About
The Winter Games settled in Italy for the second time, on this occasion finding a home in the city of Torino and the surrounding mountain resorts of Sestriere and Bardonecchia. The hosts staged the largest Winter Olympics yet, with a substantial 80 nations contesting 84 events, and a record 26 of those taking home medals. Germany topped the table with 11 gold medals, but Norway dropped from the top spot four years earlier to a lowly 13th place in Torino, with just two titles to their name.
The Austrian team were engulfed by controversy when Italian police raided their headquarters on suspicion of doping offences, prompting several members of their team to flee the Games. All tests on their remaining athletes proved negative, and Austrian skiers overcame the disturbance to win 14 of the available 30 medals in their sport.
South Korea dominated short-track speed skating, gaining 10 of a possible 24 medals. In the women’s events, Sun-Yu Jin earned three gold medals, and for the men, Hyun-Soo Ahn won three golds and one bronze. Other multiple champions in Torino included Canadian Cindy Klassen, who earned medals in five of the six women’s speed skating events.
There was plenty of evidence that the Olympic spirit was alive and well in Italy. Perhaps the greatest example of this was during the cross-country skiing team sprint, when Sara Renner of Canada broke one of her poles. Norwegian head coach Bjørnar Håkensmoen, seeing her struggle, handed her one of his which allowed Renner to help her team finish second, and simulateously relegated the generous coach’s team out of the medal positions.
Team GB
Skeleton bobsleigh competitor Shelley Rudman claimed a surprise silver medal for Team GB. The 24 year-old from Wiltshire had only taken up the event after watching Alex Coomber speed to a bronze medal at the 2002 Games, and her trip to Italy four years later initially looked under threat as she struggled to fund a new sled. However, residents of her home town of Pewsey rallied around her to raise the necessary £4000, and in doing so helped create one of Britain’s most unexpected Winter Olympic success stories.
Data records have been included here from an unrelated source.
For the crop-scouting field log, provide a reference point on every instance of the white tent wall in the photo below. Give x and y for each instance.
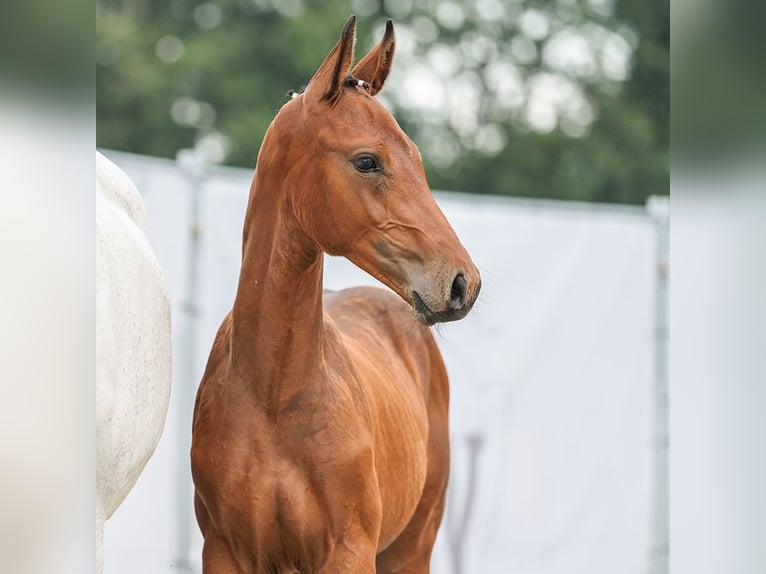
(552, 381)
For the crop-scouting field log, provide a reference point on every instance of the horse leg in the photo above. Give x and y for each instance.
(347, 558)
(410, 553)
(216, 558)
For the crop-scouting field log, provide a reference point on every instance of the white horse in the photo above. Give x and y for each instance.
(133, 351)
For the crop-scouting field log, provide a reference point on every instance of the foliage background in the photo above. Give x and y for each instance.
(563, 99)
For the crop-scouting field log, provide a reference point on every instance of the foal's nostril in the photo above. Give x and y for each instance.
(457, 294)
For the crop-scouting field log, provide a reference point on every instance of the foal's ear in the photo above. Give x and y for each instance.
(327, 83)
(374, 67)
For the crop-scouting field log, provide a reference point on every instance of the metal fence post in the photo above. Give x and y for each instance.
(658, 208)
(193, 168)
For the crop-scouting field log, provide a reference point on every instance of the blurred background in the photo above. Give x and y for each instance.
(565, 99)
(544, 131)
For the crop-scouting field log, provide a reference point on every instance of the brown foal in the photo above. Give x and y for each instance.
(320, 437)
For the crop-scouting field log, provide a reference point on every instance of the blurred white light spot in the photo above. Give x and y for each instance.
(169, 49)
(426, 30)
(489, 139)
(423, 91)
(212, 147)
(555, 99)
(615, 57)
(107, 53)
(489, 10)
(477, 49)
(602, 7)
(289, 8)
(398, 8)
(364, 8)
(464, 96)
(208, 15)
(450, 14)
(504, 79)
(534, 24)
(405, 39)
(541, 115)
(442, 148)
(443, 60)
(524, 50)
(186, 111)
(569, 51)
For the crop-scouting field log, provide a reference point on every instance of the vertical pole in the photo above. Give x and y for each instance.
(659, 210)
(193, 168)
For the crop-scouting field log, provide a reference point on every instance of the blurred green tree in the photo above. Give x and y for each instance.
(559, 99)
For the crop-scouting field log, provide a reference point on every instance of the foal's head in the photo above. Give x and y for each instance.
(357, 186)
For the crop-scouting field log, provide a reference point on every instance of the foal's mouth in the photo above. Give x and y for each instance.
(423, 314)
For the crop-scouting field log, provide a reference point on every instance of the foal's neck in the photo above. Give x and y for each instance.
(276, 330)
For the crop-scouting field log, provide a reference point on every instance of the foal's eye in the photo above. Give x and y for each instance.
(366, 163)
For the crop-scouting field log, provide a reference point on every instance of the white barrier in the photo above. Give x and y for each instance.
(552, 379)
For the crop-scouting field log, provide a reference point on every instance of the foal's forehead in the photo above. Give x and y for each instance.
(366, 117)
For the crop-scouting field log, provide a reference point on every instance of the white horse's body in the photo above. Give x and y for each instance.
(133, 350)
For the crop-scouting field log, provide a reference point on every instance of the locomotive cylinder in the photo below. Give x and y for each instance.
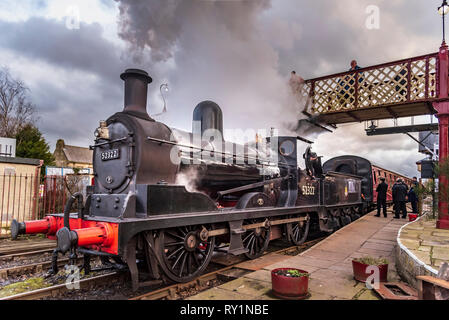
(45, 226)
(102, 234)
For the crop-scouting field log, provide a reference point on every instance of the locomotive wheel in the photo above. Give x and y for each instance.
(297, 233)
(184, 256)
(256, 240)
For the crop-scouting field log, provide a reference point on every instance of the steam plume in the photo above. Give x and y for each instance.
(214, 50)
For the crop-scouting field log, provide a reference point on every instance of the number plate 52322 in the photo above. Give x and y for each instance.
(110, 154)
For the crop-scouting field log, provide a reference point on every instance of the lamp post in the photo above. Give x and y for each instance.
(443, 10)
(442, 108)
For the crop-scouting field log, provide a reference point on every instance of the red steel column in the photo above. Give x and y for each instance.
(443, 122)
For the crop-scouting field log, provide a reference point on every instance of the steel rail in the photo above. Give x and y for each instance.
(171, 290)
(62, 288)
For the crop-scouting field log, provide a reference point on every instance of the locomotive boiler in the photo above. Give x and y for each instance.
(239, 196)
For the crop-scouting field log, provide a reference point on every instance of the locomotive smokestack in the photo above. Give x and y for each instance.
(136, 88)
(210, 116)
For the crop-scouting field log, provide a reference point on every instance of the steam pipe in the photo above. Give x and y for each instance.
(68, 206)
(102, 234)
(45, 226)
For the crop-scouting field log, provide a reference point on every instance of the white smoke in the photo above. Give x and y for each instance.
(215, 50)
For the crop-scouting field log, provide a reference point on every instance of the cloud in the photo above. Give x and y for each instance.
(237, 53)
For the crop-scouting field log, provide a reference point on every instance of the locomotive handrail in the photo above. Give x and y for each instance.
(212, 151)
(253, 185)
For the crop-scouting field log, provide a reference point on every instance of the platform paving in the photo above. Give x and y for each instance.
(329, 263)
(427, 243)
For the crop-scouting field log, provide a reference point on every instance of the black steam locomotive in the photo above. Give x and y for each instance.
(139, 214)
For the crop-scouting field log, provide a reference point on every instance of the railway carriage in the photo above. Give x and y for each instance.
(138, 215)
(370, 175)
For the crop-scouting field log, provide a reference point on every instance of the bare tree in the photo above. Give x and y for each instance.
(15, 109)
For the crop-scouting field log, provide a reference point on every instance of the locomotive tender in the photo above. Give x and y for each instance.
(137, 215)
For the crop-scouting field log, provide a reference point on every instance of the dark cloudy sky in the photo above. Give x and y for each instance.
(237, 53)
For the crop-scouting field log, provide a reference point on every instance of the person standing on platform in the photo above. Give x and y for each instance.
(413, 199)
(382, 197)
(400, 197)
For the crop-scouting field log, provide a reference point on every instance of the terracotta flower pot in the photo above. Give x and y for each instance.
(360, 273)
(292, 288)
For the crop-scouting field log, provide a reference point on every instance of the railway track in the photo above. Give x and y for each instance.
(58, 289)
(172, 291)
(31, 268)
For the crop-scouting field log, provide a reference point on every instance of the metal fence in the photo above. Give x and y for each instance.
(27, 197)
(394, 83)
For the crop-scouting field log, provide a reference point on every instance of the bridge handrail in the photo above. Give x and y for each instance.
(415, 80)
(388, 64)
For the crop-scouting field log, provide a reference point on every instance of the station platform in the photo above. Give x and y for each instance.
(422, 248)
(329, 263)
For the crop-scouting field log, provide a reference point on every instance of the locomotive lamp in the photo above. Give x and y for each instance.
(443, 10)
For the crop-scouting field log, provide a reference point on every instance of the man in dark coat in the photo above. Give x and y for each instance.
(382, 197)
(400, 197)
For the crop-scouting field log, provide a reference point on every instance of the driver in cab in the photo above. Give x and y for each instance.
(314, 169)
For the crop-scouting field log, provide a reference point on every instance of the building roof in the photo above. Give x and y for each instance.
(78, 154)
(34, 162)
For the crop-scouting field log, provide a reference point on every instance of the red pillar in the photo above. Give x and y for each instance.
(442, 108)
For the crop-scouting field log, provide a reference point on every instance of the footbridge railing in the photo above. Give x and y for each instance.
(390, 90)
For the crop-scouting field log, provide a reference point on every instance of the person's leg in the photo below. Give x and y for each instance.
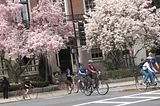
(145, 73)
(151, 77)
(4, 96)
(27, 90)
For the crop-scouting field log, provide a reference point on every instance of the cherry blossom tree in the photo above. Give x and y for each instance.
(47, 33)
(117, 24)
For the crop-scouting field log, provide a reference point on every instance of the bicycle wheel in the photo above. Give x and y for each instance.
(157, 86)
(33, 94)
(140, 86)
(20, 95)
(102, 88)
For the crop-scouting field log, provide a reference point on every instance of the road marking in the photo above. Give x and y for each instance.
(146, 98)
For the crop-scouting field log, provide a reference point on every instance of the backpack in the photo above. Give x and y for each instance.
(141, 65)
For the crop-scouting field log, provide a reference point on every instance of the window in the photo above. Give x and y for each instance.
(89, 4)
(25, 12)
(96, 53)
(63, 4)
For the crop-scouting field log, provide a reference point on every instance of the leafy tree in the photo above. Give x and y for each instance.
(121, 24)
(47, 33)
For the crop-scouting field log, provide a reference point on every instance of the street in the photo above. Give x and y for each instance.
(113, 98)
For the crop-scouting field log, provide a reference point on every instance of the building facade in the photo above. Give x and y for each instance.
(70, 57)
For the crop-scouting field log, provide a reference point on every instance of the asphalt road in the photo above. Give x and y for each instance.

Initially aiming for a top ten finish, Rudman alerted the rest of the field by setting the fastest time in practice, and was virtually transformed from relative unknown to genuine medal hope on the spot. Her first heat left her in fourth place and very much in with a hope, but her second was even better, placing her just three tenths of a second the behind eventual winner, Maya Pedersen of Switzerland. Originally intended as a stepping stone towards the Vancouver Games in 2010, the Torino Olympics made an immediate star of Shelley Rudman.